Museums Are Working On Banning Selfie Sticks To Keep Their Art Safe

Museums Are Working On Banning Selfie Sticks To Keep Their Art Safe

If you have plans to museum hop on your next vacation, be prepared to leave your selfie stick behind.

Selfie sticks, which rose to popularity in 2014, are stick-like iPhone extensions that make taking selfies from farther away a lot easier. So if you want to take a selfie with, say, a famous work of art, they're perfect... except art museums don't exactly love them.

Washington, D.C. museums like Hirshorn Museum, Sculpture Garden and the National Gallery of Art have already banned them, as have New York City museums like the Museum of Modern Art and Cooper Hewitt, Smithsonian Design Museum. The Smithsonian in Washington, D.C., is working on cracking down on them as well.

National Gallery of Art spokeswoman Deborah Ziska said selfie sticks aren't the only thing they encourage visitors to leave behind: Backpacks, monopods, tripods and umbrellas aren't permitted either.

“Anything that might swing around,” Ziska told The Washington Post. “We ask people to check them at the coat room. It’s about safety of the art, and in a crowded situation, safety of visitors.”
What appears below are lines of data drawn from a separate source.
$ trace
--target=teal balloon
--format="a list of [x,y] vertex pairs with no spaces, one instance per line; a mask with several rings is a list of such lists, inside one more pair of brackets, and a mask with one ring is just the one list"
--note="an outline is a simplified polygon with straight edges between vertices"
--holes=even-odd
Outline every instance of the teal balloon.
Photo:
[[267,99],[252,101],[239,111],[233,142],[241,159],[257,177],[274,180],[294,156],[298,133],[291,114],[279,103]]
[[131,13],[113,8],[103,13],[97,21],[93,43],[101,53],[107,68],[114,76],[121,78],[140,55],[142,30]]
A Brooklyn Museum representative echoed that sentiment, telling DNAinfo, “This decision was made out of concern for visitor safety and to protect the work on view."

To be clear, it's not selfies that some museums aren't into -- just the sticks.

"We have a lot of interactive spaces, and we have seen a huge surge in the people documenting their time here," Cooper Hewitt spokeswoman Laurie Bohlk said, according to Today.com. "We encourage selfies."